Laut Statistik bekamen 1997 in Deutschland 4.771 Minderjährige ein Kind. 79 von ihnen waren unter vierzehn Jahre alt. 928 der Mädchen waren verheiratet, 1.325 ausländische Staatsangehörige. In Berlin gibt es fünfzig Heimplätze für junge Mütter, jedoch nur eine Einrichtung mit angeschlossener Schule. Den Alltag jugendlicher Mütter dort beschreibt Julia Naumann

Can schreit wie am Spieß. Sein kleines Gesicht tränenverschmiert, wütend rudert er mit seinen Armen, als Hatun Sürücü ihn in den Kinderstuhl setzt. „Er hat eben Hunger“, sagt sie entschuldigend zu der Krippenerzieherin. Die schiebt ihm schnell einen Löffel warmen Brei in den Mund. Can rollt mit den Augen und gluckst zufrieden. „Tschüss, mein Süßer“, Hatun wirft ihm erleichtert eine Kusshand zu. Fünf Minuten später sitzt sie mit sieben anderen Mädchen im Klassenraum der MüLe (Mütter lernen), wo sie für ihren erweiterten Hauptschulabschluss lernt. Das Thema heute: Magnetismus.

In den ersten paar Minuten fällt es Hatun schwer, sich zu konzentrieren. Kein Wunder: Hatun hat schon einen langen Morgen hinter sich. Can wecken und anziehen, ihr Zimmer aufräumen. Sich mit den anderen Mädchen aus der „Grünen Gruppe“ um die Waschmaschine streiten. Dann hat sie sich auch noch ausgeschlossen und musste die Erzieherin um den Ersatzschlüssel bitten. Um etwas bitten – das macht Hatun nicht gern. Denn es erinnert sie daran, dass sie in einem Heim des Evangelischen Jugend- und Fürsorgewerks lebt. Dass sie erst siebzehn ist und keine auf eigenen Füßen stehende Frau, obwohl sie schon einen Sohn hat, der ein halbes Jahr alt ist. In dem Heim, das an eine Jugendherberge erinnert, wohnen sechzehn weitere junge Mütter, alle zwischen fünfzehn und neunzehn.

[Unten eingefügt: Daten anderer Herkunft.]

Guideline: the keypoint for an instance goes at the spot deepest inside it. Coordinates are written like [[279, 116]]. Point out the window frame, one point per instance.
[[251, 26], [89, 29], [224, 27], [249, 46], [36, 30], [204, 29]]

Hierher zog Hatun vor zwei Monaten – in einen schlichten Neubau in Lichterfelde, einem bürgerlichen Bezirk im Süden Berlins. Zu Hause, erzählt sie, hat sie es nicht mehr ausgehalten. Mit ihren acht Geschwistern und den Eltern lebte Hatun in einer Vierzimmerwohnung in Kreuzberg. „Ich hatte keinen Schrank für Cans Sachen und musste mit ihm und all meinen Schwestern in einem Zimmer schlafen“, sagt sie, ohne wehleidig zu wirken. Ihr Leben war eigentlich ganz anders geplant. Verplant. Als sie 15 war, arrangierten ihre Eltern in der Türkei eine Hochzeit mit ihrem Cousin Ismail. Hatun, die in Berlin geboren wurde, zog nach Istanbul und wurde nach drei Monaten schwanger. Es war ein gewolltes Kind, betont sie. „Ich habe meinen Mann geliebt, sonst wäre ich nicht in die Türkei gegangen“, das klingt sehr ernsthaft. Doch weil es dann „Stress“ gab, mit ihrem Ehemann, mit den Schwiergereltern, ist sie schnurstracks zurück nach Berlin. Ihre Eltern haben die Trennung akzeptiert, denn auch sie hatten sich mit den Schwiegereltern überworfen. Eine komplette Fehlplanung eben.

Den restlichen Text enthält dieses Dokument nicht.